Beta-sheet secondary structure of the trimeric globular domain of C1q of complement and collagen types VIII and X by Fourier-transform infrared spectroscopy and averaged structure predictions.

Abstract

C1q plays a key role in the recognition of immune complexes, thereby initiating the classical pathway of complement activation. Although the triple-helix conformation of its N-terminal segment is well established, the secondary structure of the trimeric globular C-terminal domain is as yet unknown. The secondary structures of human C1q and C1q stalks and pepsin-extracted human collagen types I, III and IV (with no significant non-collagen-like structure) were studied by Fourier-transform i.r. spectroscopy in 2H2O buffers. After second-derivative calculation to resolve the fine structure of the broad amide I band, the Fourier-transform i.r. spectrum of C1q showed two major bands, one at 1637 cm-1, which is a characteristic frequency for beta-sheets, and one at 1661 cm-1. Both major bands were also detected for Clq in H2O buffers. Only the second major band was observed at 1655 cm-1 in pepsin-digested C1q which contains primarily the N-terminal triple-helix region. The Fourier-transform i.r. spectra of collagen in 2H2O also showed a major band at 1659 cm-1 (and minor bands at 1632 cm-1 and 1682 cm-1). It is concluded that the C1q globular heads contain primarily beta-sheet structure.
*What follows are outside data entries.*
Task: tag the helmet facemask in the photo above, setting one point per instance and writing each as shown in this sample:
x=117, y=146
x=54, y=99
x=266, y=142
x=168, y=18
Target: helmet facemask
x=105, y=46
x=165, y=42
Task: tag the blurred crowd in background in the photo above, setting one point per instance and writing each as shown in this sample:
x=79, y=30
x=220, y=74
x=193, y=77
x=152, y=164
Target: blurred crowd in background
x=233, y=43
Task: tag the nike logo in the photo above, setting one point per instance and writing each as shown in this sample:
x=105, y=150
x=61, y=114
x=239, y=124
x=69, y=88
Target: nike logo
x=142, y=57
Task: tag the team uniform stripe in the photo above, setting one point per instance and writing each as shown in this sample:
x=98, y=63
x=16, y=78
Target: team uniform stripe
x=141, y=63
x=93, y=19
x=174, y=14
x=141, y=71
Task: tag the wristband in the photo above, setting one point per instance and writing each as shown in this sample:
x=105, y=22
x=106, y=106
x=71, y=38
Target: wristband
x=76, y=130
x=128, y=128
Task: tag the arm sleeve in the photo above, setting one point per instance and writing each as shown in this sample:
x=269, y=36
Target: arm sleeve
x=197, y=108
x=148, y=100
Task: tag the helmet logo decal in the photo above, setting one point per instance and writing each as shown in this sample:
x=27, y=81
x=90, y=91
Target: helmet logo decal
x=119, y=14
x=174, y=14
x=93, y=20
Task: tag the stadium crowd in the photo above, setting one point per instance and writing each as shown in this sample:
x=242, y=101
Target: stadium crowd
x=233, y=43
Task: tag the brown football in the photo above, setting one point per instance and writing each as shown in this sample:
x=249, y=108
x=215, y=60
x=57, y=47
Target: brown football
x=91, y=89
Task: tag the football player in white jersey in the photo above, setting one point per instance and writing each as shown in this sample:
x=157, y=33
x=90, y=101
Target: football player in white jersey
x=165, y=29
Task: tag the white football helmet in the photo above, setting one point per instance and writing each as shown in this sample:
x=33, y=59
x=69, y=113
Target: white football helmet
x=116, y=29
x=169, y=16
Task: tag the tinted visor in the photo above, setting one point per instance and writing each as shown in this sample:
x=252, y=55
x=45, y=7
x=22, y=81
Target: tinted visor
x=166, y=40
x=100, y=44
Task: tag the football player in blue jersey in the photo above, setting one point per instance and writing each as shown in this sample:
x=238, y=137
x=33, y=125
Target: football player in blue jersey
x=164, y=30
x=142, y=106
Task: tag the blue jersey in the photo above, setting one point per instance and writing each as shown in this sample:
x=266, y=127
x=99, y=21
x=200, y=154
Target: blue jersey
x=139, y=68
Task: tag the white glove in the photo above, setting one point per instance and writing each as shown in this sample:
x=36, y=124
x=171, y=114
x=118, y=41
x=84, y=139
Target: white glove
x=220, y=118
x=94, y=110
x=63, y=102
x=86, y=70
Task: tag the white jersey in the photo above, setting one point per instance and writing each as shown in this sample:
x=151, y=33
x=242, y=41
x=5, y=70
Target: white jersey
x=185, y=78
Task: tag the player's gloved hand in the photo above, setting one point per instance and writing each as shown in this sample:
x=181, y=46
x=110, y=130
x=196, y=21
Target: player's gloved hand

The C-terminal domains of C1q show approximately 25% sequence identity with the non-collagen-like C-terminal regions of the short-chain collagen types VIII and X. To complement the Fourier-transform-i.r. spectroscopic data, averaged Robson and Chou-Fasman structure predictions on 15 similar sequences for the globular domains of C1q and collagen types VIII and X were performed. These showed a clear pattern of ten beta-strands interspersed by beta-turns and /or loops. Residues thought to be important for C1q-immune complex interactions with IgG and IgM were predicted to be at a surface-exposed loop. Sequence insertions and deletions, glycosylation sites, the free cysteine residue and RGD recognition sequences were also predicted to be at surface-exposed positions.